If a circuit's guard is neither usable nor unusable immediately, the
circuit is not discarded; instead, it is kept (but not used) until it
becomes usable or unusable.
> I am not 100% sure whether this description produces the same behavior
> as the current guard-spec, but it is simpler to describe, and has
> proven to be simpler to implement.
## Implications for program design.
(This entire section is implementation detail to explain why this is a
simplification from the previous algorithm. It is for explanatory
purposes only and is not part of the spec.)
With this algorithm, we cut down the interaction between the guard code
and the circuit code considerably, but we do not remove it entirely.
Instead, there remains (in Arti terms) a pair of communication channels
between the circuit manager and the guard manager:
* Whenever a guard is given to the circuit manager, the circuit manager
receives the write end of a single-use channel to
report whether the guard has succeeded or failed.
* Whenever a non-primary guard is given to the circuit manager, the
circuit receives the read end of a single-use channel that will tell
it whether the guard is usable or unusable. This channel doesn't
report anything until the guard has one status or the other.

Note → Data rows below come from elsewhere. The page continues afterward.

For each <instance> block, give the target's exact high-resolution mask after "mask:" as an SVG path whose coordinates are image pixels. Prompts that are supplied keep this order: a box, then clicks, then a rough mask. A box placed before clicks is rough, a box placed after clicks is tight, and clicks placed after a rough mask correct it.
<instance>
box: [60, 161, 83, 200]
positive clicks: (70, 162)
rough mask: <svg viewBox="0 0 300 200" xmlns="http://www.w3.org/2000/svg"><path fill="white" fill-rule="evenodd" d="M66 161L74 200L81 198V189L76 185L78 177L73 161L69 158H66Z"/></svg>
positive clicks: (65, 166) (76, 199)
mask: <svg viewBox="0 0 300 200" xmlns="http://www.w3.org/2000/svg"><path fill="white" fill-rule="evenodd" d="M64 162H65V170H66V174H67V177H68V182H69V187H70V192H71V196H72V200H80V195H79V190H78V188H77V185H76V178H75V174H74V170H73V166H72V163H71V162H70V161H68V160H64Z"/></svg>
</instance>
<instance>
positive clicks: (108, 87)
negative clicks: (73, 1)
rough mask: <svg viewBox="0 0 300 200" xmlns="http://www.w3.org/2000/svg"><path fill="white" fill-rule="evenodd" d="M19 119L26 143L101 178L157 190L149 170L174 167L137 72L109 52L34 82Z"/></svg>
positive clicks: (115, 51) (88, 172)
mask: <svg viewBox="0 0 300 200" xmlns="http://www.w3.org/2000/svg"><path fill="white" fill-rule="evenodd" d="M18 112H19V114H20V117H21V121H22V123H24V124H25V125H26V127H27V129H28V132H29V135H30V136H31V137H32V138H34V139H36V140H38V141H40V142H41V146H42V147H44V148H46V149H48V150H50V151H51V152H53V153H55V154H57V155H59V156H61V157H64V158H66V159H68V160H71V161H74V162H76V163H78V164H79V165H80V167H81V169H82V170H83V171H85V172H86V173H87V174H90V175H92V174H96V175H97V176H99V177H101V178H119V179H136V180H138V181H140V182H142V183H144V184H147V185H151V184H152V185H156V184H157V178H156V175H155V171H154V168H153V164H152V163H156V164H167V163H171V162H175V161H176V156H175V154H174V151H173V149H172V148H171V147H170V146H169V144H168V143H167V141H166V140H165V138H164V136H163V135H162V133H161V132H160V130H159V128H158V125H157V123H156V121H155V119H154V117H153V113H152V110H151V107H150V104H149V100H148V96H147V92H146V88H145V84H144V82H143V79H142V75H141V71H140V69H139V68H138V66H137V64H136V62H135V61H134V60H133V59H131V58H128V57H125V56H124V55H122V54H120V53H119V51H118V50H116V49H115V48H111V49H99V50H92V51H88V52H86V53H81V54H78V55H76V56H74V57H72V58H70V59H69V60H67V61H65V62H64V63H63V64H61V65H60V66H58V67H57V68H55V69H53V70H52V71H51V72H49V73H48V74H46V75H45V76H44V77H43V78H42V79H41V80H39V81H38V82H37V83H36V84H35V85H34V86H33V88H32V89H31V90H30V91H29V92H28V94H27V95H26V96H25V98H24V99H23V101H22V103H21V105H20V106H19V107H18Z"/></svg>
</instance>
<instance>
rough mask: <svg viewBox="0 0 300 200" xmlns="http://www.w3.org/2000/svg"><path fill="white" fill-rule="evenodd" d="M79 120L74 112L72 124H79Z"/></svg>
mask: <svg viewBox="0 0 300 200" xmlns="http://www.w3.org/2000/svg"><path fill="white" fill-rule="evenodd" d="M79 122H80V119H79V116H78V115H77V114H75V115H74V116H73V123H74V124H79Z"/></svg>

With this design, the circuit manager never needs to look at the list of
guards, and the guard manager never needs to look at the list of
circuits.
## Subtleties concerning "guard success"
Note that the above definitions of a Reachable guard depend on reporting
when the _guard_ is successful or failed. This is not necessarily the
same as reporting whether the _circuit_ is successful or failed. For
example, a circuit that fails after the first hop does not necessarily
indicate that there's anything wrong with the guard. Similarly, we can
reasonably conclude that the guard is working (at least somewhat) as
long as we have an open channel to it.